In the following part of the above code, we define BuilderConfigs for Livedoor and Wikipedia:

@dataclass
class LivedoorCorpusConfig(ds.BuilderConfig):
    """BuilderConfig for LivedoorCorpus"""

    def __init__(self, name: str = "livedoor", **kwargs):
        super().__init__(name, **kwargs)


@dataclass
class WikiJPConfig(ds.BuilderConfig):
    """BuilderConfig for WikiJP"""

    def __init__(self, name: str = "wiki", **kwargs):
        super().__init__(name, **kwargs)

This time we’re not doing anything special, but when adding arguments when calling load_dataset, do it as follows:

@dataclass
class WikiJPConfig(ds.BuilderConfig):
    """BuilderConfig for WikiJP"""

    def __init__(self, name: str = "wiki", language: str = "ja", **kwargs):
        super().__init__(name, **kwargs)
        self.language = "ja"

In the above example, we added a language argument. This way, when loading the dataset, you can pass the language argument as follows:

dataset = ds.load_dataset("JapaneseTextDataset", name="wiki", language="ja")
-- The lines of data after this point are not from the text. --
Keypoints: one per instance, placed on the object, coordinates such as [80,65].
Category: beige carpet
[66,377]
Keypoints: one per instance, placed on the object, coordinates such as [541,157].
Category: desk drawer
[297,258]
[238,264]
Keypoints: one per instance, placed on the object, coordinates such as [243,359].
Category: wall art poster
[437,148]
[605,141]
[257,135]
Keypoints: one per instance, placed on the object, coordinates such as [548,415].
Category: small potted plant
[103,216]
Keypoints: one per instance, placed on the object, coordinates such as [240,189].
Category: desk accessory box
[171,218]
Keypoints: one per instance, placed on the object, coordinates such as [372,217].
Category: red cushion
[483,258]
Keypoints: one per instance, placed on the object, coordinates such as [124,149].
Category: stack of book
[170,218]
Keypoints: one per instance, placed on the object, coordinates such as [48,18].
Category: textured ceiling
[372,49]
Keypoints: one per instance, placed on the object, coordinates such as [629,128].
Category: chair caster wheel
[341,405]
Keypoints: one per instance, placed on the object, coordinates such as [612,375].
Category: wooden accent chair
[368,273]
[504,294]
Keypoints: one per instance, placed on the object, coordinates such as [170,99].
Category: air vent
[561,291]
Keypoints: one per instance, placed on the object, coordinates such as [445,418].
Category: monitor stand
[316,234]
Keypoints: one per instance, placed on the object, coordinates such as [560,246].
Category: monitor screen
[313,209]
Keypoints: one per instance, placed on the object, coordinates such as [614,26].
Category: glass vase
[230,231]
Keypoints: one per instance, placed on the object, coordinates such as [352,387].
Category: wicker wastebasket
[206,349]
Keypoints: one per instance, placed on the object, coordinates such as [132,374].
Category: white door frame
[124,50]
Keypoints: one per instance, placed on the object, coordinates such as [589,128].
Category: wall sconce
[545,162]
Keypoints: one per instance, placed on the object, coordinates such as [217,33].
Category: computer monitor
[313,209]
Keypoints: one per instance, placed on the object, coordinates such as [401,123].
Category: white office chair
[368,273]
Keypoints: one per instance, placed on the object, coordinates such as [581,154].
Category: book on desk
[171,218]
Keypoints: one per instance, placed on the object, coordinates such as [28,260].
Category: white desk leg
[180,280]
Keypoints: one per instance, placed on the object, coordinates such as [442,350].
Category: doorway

datasets.GeneratorBasedBuilder

The JapaneseTextDataset class inheriting datasets.GeneratorBasedBuilder sets VERSION, DEFAULT_CONFIG_NAME, and BUILDER_CONFIGS. When enabling multiple dataset calls, list multiple datasets.BuilderConfig in BUILDER_CONFIGS. DEFAULT_CONFIG_NAME sets which config_name is called when nothing is specified in load_dataset. The default value is "default".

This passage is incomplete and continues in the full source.